その病院での主治医のドクターは推定年齢70才。
白衣を着ていなければ、患者さんと見間違うほどである。
おそらく母より年上だっただろう。
それも私を不安にさせた理由の一つだ。

いくつかの病室を通り過ぎ、母の部屋へ着くまでには
嫌でも何人もの抑制された患者さんを見る。
仕方が無いのだ、仕方が無い。
その度に自分にそう言い聞かす。

今のところ、母は大人しくしているけれど
いつ、又、前のように大声を出したり、拭くを脱いだりするかもしれない。
その時は容赦なく抑制を受け、脱げない服を着せられるだろう。
その時の為に、自分に言い聞かす。

仕方が無いのだ。仕方が無い。





その時は案外早くやって来た。
自分の手ではちょっとやそっとじゃ脱げない服を着せられた。
どうもおむつを自分で外したらしい・・・

そう、仕方が無いのだ。

私は付き添ってあげることは出来ない。
だから抑制も、抑制服も文句は言えない。
それが当たり前の場所なのだ。
まるで、ここは、収容所のようだ・・・


私はできるだけ食事の時間に合わせて病院を訪ねた。
食欲だけは旺盛な母の口に、スプーンで食事を入れてあげる。
前の病院ではなんとか自分で出来ていたのに、
転院してからはさっぱりできなくなってしまった。
看護助手の方が食べさせて下さるのだが、担当は一部屋に一人であるから
なかなか思うように食べられなくて、癇癪を起こす母。
私が居ればゆっくりでも、完食させてあげることが出来る。

母は食事が好き。
いや、それしか楽しみなんてない。
テレビも見られない。
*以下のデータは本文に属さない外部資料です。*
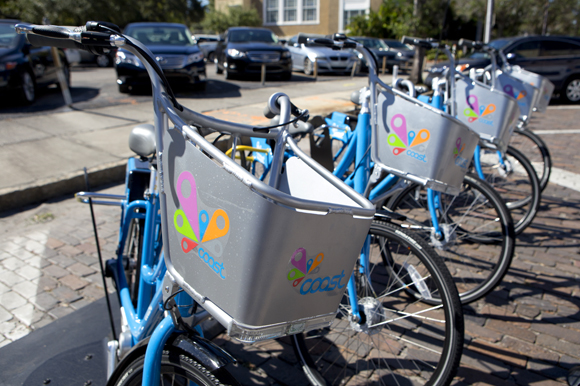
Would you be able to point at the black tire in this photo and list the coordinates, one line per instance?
(516, 182)
(103, 60)
(479, 233)
(218, 69)
(27, 91)
(308, 67)
(286, 76)
(571, 90)
(177, 368)
(536, 151)
(389, 344)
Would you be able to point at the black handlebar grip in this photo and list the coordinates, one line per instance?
(418, 42)
(322, 42)
(51, 31)
(101, 39)
(40, 41)
(470, 44)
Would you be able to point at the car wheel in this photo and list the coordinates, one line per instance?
(308, 67)
(66, 72)
(218, 70)
(103, 61)
(571, 92)
(227, 73)
(124, 89)
(28, 88)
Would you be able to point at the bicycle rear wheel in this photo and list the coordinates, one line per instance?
(399, 338)
(478, 233)
(516, 182)
(177, 368)
(536, 151)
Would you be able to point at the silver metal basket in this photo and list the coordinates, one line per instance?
(415, 141)
(524, 93)
(546, 88)
(491, 113)
(264, 262)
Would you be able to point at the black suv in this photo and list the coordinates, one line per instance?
(23, 67)
(555, 57)
(243, 50)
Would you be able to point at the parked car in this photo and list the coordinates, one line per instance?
(380, 50)
(405, 53)
(304, 55)
(80, 57)
(243, 50)
(555, 57)
(23, 67)
(174, 49)
(207, 45)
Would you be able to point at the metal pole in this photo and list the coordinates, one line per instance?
(315, 68)
(488, 21)
(59, 70)
(384, 65)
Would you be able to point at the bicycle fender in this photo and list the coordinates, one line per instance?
(201, 350)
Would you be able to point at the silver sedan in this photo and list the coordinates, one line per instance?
(305, 55)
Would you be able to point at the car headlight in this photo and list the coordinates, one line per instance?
(128, 58)
(235, 53)
(198, 56)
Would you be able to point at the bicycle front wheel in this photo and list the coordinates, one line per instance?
(515, 179)
(536, 151)
(398, 338)
(478, 238)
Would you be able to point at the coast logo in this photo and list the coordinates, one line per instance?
(510, 90)
(476, 112)
(302, 275)
(197, 228)
(409, 143)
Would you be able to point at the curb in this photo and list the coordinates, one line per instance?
(43, 190)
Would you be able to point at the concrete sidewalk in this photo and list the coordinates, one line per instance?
(44, 156)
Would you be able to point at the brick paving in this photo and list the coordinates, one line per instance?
(526, 332)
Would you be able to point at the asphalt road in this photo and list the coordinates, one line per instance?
(94, 87)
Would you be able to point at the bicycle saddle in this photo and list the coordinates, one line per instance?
(142, 140)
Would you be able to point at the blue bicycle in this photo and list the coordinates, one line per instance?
(187, 252)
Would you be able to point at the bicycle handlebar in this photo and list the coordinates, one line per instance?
(477, 45)
(424, 43)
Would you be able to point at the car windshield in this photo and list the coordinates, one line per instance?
(498, 44)
(374, 44)
(161, 36)
(479, 55)
(396, 44)
(8, 36)
(252, 35)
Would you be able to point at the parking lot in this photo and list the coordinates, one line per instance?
(526, 332)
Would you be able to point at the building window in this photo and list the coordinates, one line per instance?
(309, 10)
(351, 13)
(280, 12)
(271, 11)
(289, 10)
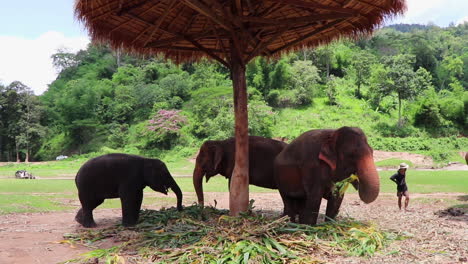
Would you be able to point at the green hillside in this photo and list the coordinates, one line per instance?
(408, 91)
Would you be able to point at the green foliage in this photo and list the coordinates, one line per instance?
(209, 235)
(101, 97)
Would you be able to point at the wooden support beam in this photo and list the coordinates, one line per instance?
(130, 8)
(263, 45)
(158, 23)
(207, 51)
(206, 11)
(313, 33)
(130, 19)
(172, 47)
(149, 23)
(295, 20)
(239, 186)
(300, 3)
(155, 25)
(167, 41)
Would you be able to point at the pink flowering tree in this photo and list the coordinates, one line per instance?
(163, 129)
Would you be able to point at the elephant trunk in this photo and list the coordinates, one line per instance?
(369, 182)
(198, 174)
(176, 189)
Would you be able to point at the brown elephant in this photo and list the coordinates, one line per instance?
(307, 169)
(121, 176)
(217, 157)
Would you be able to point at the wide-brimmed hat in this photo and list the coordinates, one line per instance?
(403, 166)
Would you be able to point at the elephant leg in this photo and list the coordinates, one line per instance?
(131, 204)
(85, 214)
(288, 207)
(333, 206)
(309, 210)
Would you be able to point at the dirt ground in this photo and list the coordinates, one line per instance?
(432, 237)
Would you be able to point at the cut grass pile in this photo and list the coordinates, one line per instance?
(393, 163)
(47, 195)
(209, 235)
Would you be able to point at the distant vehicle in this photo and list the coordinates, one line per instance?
(22, 174)
(61, 157)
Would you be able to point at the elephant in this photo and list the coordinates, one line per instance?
(217, 157)
(121, 176)
(22, 174)
(308, 168)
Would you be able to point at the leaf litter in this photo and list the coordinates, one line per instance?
(210, 235)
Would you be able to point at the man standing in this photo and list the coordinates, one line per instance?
(402, 189)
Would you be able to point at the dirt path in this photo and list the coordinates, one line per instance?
(34, 237)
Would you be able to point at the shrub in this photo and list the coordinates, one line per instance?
(163, 129)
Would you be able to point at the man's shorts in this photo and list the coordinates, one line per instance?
(403, 193)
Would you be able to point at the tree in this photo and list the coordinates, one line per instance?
(403, 80)
(31, 131)
(362, 62)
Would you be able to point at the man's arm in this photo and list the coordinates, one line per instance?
(393, 178)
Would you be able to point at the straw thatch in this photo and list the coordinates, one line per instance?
(189, 29)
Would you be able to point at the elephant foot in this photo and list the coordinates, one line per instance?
(88, 223)
(129, 222)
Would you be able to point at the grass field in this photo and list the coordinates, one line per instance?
(69, 168)
(53, 195)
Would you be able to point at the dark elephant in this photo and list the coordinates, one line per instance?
(307, 169)
(217, 157)
(124, 176)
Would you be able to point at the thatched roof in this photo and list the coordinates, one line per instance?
(190, 29)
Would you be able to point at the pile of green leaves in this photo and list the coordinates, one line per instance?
(209, 235)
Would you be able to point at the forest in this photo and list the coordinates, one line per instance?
(406, 87)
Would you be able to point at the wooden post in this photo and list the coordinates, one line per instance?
(239, 189)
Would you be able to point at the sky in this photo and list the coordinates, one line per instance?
(31, 31)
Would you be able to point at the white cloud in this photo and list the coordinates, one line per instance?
(28, 60)
(440, 12)
(462, 20)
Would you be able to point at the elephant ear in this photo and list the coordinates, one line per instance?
(217, 155)
(327, 151)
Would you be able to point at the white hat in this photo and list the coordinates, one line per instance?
(403, 166)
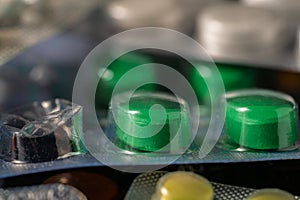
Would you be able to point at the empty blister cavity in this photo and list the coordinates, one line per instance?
(233, 31)
(43, 131)
(150, 122)
(260, 120)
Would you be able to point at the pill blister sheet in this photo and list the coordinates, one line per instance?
(143, 187)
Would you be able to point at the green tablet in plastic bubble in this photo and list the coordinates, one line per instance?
(110, 76)
(261, 119)
(150, 122)
(233, 77)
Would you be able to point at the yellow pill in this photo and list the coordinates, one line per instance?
(183, 186)
(271, 194)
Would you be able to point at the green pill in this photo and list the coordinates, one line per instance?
(152, 122)
(119, 67)
(261, 119)
(233, 77)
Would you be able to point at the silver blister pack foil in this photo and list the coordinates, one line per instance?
(42, 192)
(43, 131)
(25, 33)
(143, 187)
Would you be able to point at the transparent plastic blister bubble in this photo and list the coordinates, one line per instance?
(43, 131)
(149, 123)
(42, 192)
(260, 120)
(144, 186)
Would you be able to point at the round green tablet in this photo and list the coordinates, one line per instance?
(234, 77)
(161, 128)
(113, 73)
(261, 119)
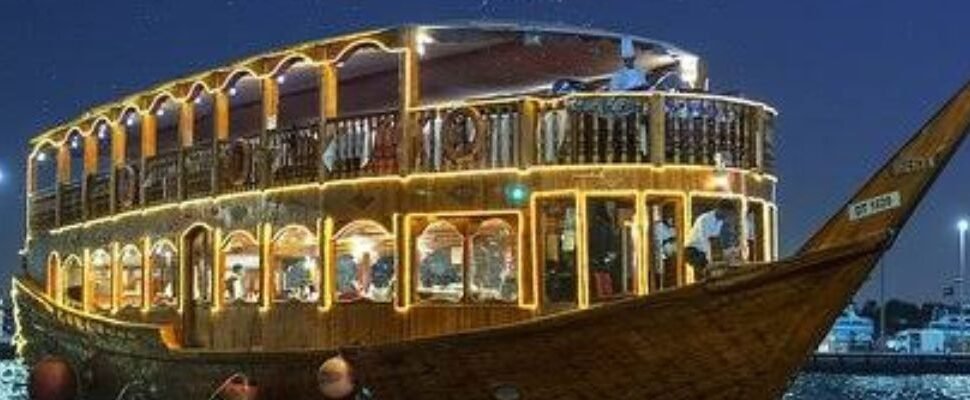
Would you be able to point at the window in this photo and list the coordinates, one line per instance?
(714, 238)
(365, 263)
(493, 268)
(612, 255)
(131, 277)
(241, 277)
(164, 279)
(557, 246)
(296, 265)
(441, 258)
(73, 283)
(101, 276)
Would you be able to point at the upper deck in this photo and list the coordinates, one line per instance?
(393, 102)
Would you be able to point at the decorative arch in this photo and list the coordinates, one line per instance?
(440, 249)
(130, 261)
(493, 266)
(101, 279)
(240, 255)
(163, 261)
(365, 262)
(295, 265)
(72, 282)
(196, 253)
(53, 269)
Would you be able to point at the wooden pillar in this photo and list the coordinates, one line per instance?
(115, 277)
(409, 96)
(758, 126)
(400, 246)
(657, 129)
(265, 266)
(86, 287)
(328, 97)
(146, 274)
(118, 145)
(220, 132)
(270, 115)
(528, 122)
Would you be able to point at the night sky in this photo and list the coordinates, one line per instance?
(851, 79)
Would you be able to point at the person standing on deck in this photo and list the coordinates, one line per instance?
(707, 226)
(628, 77)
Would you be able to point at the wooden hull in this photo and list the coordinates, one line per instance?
(739, 336)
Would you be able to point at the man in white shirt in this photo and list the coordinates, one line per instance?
(707, 226)
(628, 77)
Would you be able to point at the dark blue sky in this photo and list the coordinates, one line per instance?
(851, 79)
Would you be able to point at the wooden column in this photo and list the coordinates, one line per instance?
(118, 146)
(657, 129)
(409, 96)
(528, 122)
(328, 109)
(148, 148)
(220, 132)
(270, 102)
(185, 128)
(758, 126)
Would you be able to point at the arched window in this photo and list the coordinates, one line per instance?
(72, 283)
(441, 257)
(53, 271)
(102, 132)
(240, 252)
(493, 268)
(296, 265)
(131, 122)
(101, 278)
(75, 149)
(131, 277)
(197, 243)
(365, 265)
(164, 280)
(168, 114)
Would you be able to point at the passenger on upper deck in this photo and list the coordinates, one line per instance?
(628, 77)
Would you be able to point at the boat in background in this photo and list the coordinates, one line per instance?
(631, 324)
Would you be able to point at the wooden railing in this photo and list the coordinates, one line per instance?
(99, 195)
(586, 128)
(72, 204)
(160, 184)
(197, 165)
(43, 209)
(294, 154)
(465, 137)
(239, 164)
(361, 145)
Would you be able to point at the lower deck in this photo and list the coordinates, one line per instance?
(327, 267)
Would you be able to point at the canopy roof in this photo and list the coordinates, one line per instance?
(458, 61)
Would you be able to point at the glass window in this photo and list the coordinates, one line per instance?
(664, 227)
(557, 247)
(131, 277)
(101, 276)
(73, 283)
(296, 266)
(612, 256)
(365, 263)
(164, 280)
(441, 258)
(492, 272)
(241, 263)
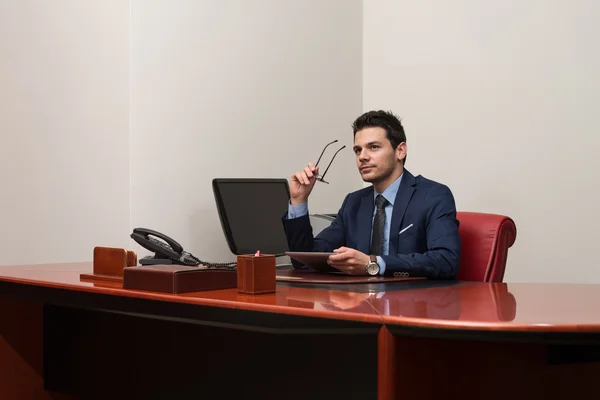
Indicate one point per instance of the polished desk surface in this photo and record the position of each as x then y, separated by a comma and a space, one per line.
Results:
531, 307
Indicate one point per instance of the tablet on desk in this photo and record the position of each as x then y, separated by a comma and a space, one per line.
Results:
314, 260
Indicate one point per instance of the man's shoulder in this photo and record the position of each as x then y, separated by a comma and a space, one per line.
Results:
360, 193
427, 184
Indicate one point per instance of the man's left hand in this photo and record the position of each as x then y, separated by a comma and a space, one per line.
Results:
349, 261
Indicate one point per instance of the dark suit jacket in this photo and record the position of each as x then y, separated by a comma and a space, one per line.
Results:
430, 248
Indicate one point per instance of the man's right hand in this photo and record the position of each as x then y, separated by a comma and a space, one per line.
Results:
301, 184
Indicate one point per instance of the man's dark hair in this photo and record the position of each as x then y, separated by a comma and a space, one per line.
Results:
383, 119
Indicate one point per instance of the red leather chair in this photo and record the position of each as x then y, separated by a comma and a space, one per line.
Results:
485, 242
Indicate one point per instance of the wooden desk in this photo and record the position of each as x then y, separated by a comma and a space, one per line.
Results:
64, 338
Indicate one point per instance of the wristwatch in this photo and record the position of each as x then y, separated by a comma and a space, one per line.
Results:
372, 266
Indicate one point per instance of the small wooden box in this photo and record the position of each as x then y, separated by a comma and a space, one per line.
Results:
256, 274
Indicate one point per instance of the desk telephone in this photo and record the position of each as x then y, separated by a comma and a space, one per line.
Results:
168, 251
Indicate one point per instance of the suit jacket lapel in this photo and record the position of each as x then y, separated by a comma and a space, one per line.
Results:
405, 192
365, 220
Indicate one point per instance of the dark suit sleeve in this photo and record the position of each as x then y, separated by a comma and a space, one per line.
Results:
300, 237
440, 261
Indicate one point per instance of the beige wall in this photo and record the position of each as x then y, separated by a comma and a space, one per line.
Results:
64, 129
500, 102
237, 89
118, 114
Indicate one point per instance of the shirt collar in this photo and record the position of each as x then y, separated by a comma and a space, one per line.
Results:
390, 192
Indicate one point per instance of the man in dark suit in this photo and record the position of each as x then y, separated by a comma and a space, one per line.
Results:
400, 226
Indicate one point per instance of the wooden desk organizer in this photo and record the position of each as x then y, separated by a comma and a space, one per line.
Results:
174, 278
256, 274
109, 263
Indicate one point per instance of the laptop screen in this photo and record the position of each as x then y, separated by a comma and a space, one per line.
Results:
250, 211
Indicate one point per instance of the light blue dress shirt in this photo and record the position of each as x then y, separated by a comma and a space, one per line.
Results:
389, 194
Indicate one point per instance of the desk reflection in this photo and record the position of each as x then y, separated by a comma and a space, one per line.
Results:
480, 302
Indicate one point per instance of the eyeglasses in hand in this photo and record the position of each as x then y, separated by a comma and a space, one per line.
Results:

ラジオもなかなか聴くことができない。
食べる他に何の楽しみがあると云うのか・・・
その食事さえ・・・


「文句があるなら自宅で看護すればいい。」

黄色の白衣を着たナースの背中からは、そんなオーラが出ている気がした。

被害妄想なんだろう・・
きっとそうに違いない。
だって、空きベッドが何年待ちと云うくらいに
人気のある場所なんだから
きっと被害妄想だろう。




壁に貼られていた、院内のお楽しみイベントの張り紙を
なんだか空々しく感じてしまう私が居た。
これは誰の為のイベントなの?
家族を含め看護している側の、自己満足の塊のようで・・

そんなふうにしか受け取れない、自分がとても嫌だった。